Madwoman in the Attic #10 Rosina Bulwer Lyttton





Rosina Bulwer Lytton was born Rosina Doyle Wheeler on November 4th 1802 in Co Limerick. Her mother Anna Doyle Wheeler was a writer and an advocate of women's rights who married Francis Massey Wheeler when she was just sixteen. The marriage was unhappy. Wheeler was an abusive alcoholic and  his wife defied convention by leaving him. She took ten year old Rosina and her sister Henrietta to Guernsey where her uncle General Sir John Doyle was Lieutenant Governor. She later moved to London to further the girls' education. Rosina spent some time at The renowned Mrs Rowden's school for young ladies in Kensington. Other famous students of Mrs Rowden were Lady Caroline Lamb, the poet Letitia Elizabeth Landon (L.E.L.), Emma Roberts and Anna Maria Fielding. 

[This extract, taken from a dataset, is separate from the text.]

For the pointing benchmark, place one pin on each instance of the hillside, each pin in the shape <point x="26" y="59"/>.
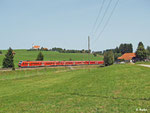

Rosina married Edward Bulwer-Lytton in 1827, despite his parents objections. His parents stopped his allowance and the subsequent financial pressure caused substantial strain on the marriage. They separated in 1836 and although Rosina was initially allowed to keep her two children, they were taken from her two years later. The relationship with her husband remained acrimonious and Rosina denounced her husband publicly for his treatment of her. She was prevented from seeing her children who were sent away to the country to be raised. She never saw her daughter again; Emily died when she was twenty. In 1858 Bulwer-Lytton had Rosina placed in an asylum but following public outcry she was released. Her autobiography A Blighted Life detailed this experience but the book caused a public and painful rift with her son. 

Rosina was the author of almost twenty books. The first Cheveley or The Man of Honour in 1839 was hugely successful, especially as the hero; a brutish, philandering aristocrat was a thinly disguised portrait of her husband. She struggled to find that level of success again and it seems likely that her husband used his influence in the publishing world to prevent her work appearing in print. Many of her novels were historical. She lived on the continent for some time in straitened circumstances but eventually returned to Britain and due to the rift with her son lived almost as a recluse until her death in 1882.